Федор Сологуб - Том 3. Слаще яда
Шаня торопилась переехать. С утра она отправлялась в магазины, покупала мебель и разные вещи, выбирала обои, раза по два в день заезжала на свою квартиру посмотреть, как там красят, оклеивают, моют, вешают гардины и портьеры.
Наконец квартира была готова. Шаня наняла горничную и кухарку, перевезла от дяди Жглова свои чемоданы и картонки и принялась окончательно устраивать свою новую квартиру.
Шаня была в большом восторге от того, что у нее первый раз своя собственная квартира, – уют, красивые, светлые обои, цветы, в саду беседка, качели, аллейки веселых кленов, березок и боярышника, несколько груш, рябин, за садом огород. И опять пахнет не городскою пылью и не асфальтами тротуаров, а вечно милою землею и осенними умильными листьями. А если пройти через огород, открыть калитку, по шаткому мостику перейти через речку, – да ее и вброд легко перейти, – и входишь в пригородный бор, задумчивый и чистый. А когда Евгений первый раз пришел к Шане, то ему все не нравилось. Он придирчиво порицал все то, что считал признаком мещанства, в обстановке Шаниной квартиры. Он ворчал:
– Придумала, где нанять! Какая-то трущоба! Ни один порядочный человек в таких местах жить не станет.
– А мне нравится, – говорила Шаня, – много простора и света, и тихо.

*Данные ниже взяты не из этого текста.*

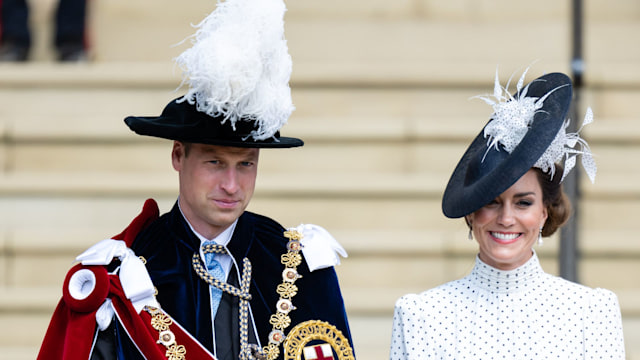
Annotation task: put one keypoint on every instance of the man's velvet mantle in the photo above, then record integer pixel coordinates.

– Ход со двора, – ворчал Евгений.
– Двор чистый, – возражала Шаня.
Все-таки Евгений стал приводить к Шане своих товарищей. Шане эти молодые люди не нравились. Они были очень развязны, смотрели на Шаню неприятно-ласковыми глазами и говорили ей преувеличенные комплименты.
Юлия ходила к Шане часто. Привела и своего провизора. Оказалось, что он похож на музыканта и обладает блистательными зубами, нежною душою и роскошною шевелюрою.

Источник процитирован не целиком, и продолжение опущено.